17 thoughts on “2013 – DNA-eXplained in Review

  1. As a newcomer to standard genealogy and now genetic genealogy reading your blogs has increased my knowledge awesomely. Thanks and keep up the good work.

  2. You´re doing a really great job there Roberta. Your writing helped a lot improving my knowledge about genealogy. Thank you so much.

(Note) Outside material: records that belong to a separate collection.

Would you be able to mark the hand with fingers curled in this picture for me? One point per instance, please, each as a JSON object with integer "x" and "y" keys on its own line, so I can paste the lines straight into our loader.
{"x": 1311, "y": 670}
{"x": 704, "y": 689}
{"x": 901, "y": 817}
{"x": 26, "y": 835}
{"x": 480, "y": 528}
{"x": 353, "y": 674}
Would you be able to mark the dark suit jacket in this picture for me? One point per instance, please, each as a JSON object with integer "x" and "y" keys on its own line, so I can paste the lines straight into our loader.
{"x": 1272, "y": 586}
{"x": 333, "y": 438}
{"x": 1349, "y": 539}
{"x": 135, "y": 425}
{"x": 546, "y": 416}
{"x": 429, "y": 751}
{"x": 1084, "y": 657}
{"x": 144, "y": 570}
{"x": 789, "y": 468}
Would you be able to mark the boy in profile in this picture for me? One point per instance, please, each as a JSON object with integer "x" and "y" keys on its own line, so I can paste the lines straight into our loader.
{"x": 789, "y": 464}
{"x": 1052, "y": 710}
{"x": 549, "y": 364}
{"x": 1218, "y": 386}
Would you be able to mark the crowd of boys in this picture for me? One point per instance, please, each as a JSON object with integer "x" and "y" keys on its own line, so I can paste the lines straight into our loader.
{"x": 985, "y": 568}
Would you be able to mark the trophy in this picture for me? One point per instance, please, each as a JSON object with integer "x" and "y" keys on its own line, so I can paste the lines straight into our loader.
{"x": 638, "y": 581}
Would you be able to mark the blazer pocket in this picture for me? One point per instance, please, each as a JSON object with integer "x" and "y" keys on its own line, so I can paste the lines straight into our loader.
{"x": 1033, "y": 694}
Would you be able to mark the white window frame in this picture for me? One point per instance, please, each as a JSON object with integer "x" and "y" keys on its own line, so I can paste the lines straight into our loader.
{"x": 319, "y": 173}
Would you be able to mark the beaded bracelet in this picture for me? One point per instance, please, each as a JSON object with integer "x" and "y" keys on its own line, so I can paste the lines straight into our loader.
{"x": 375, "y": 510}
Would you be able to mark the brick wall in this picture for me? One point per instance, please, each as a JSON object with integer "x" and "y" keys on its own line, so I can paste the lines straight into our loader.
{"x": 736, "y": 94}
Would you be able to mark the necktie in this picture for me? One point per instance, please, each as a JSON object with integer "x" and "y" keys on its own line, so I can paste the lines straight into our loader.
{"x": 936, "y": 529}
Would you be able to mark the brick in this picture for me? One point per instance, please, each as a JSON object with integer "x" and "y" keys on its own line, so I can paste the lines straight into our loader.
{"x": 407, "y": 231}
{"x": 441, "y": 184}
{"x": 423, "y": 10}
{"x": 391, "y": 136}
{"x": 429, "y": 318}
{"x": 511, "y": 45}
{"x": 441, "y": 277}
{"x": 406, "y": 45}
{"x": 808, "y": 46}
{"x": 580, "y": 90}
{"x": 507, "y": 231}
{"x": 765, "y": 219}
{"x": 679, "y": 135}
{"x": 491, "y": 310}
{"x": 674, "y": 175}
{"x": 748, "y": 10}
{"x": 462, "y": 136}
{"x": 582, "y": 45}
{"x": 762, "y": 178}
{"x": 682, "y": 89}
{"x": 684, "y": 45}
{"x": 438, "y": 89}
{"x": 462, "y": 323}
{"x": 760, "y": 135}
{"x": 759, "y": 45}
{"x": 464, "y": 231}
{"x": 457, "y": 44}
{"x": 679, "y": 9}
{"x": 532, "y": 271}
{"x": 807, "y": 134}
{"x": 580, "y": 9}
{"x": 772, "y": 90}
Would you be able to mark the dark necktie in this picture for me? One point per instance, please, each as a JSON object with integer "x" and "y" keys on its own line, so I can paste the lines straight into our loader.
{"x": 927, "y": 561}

  3. Greeting for the New Year! Reviewing your listed links, can I assume, you maybe connected to the Lumbee River Native Americans? This is the group I believe my husband is also via family research regarding family names and also those located in family locality. IN/OH/MI. I love your articles, knowledge and research; assisting us/we with the understanding of DNA results and the Native American links of history. I appreciate the links to your past blogs/articles today, that I was not familiar with prior. Do a great job and service with you blog and articles. Warm regards Ghita

    Date: Wed, 1 Jan 2014 16:55:10 +0000 To: darryldj@hotmail.com

  4. Thank you so much! You appear to have bridged many huge gaps with this blog! I wish you good health, happiness, and continued prosperity and success in 2014. Hope you can keep on doing what you are doing far into the future.

  5. I cannot tell you how much I have learned from reading your blog. I get it by email which is perfect! Thanks Roberta for a job well done, and I look forward to 2014 with you.

  6. Dear Roberta,

    Happy New Year and thank you for your writings! I hope that you’ll continue to share with us what you know and observe… if only I understood one-tenth of what you write. Alas, my brain power is getting punier, rather than stronger.

    I have one small, impertinent request of you: Would you consider being one of the few to resist using the word ‘growing’ when what is meant is ‘increasing’ or ‘building’ or even ‘swelling’ or ‘expanding’? I realize that most everyone uses it that way nowadays, but I remember the not so distant past when ‘growing’ was reserved for crops and children and midsections. (Of the three, I’m well-acquainted with the latter!)

    Whether you do or you don’t, will or won’t, I’ll always look forward to reading your offerings.

    May your thoughts expand and your fingers fly in the New Year, and may all you hold dear be well.

    Best wishes,

    Nina Strange

    Littleton, CO

    nainaf@comcast.net

  7. When you post onto the DNAeXplained page it shows various photos at the top. The 3rd photo from the left looks just like me in 6th grade in the 1950’s. I wondered how to contact someone to know if these were just random photos of someone or someone sent them to this Web? If so, is there anyway to connect with that person?

    My other question is what is the best type of mtDNA research to better determine ethnicity? I now have HVR2. My mom’s side of the family has been in the US since mid 1660’s. I can only go back a few years on my dad’s side as a grandfather was adopted. Don’t know how to find out any information on him as anyone who would know is deceased.

    Thank you, Deborah Hulett

    • You mention that the grandfather was adopted. Any possibility you know of a female sibling? If not, then in terms of ethnicity the best you can do is to autosomal and Y test his children if there are any surviving and you’ll only get a partial snapshot from that.

  8. A great accomplishment Roberta! Your Blog is a great resource and especially helpful to adoptees who have decided to include genetic genealogy as another search tool.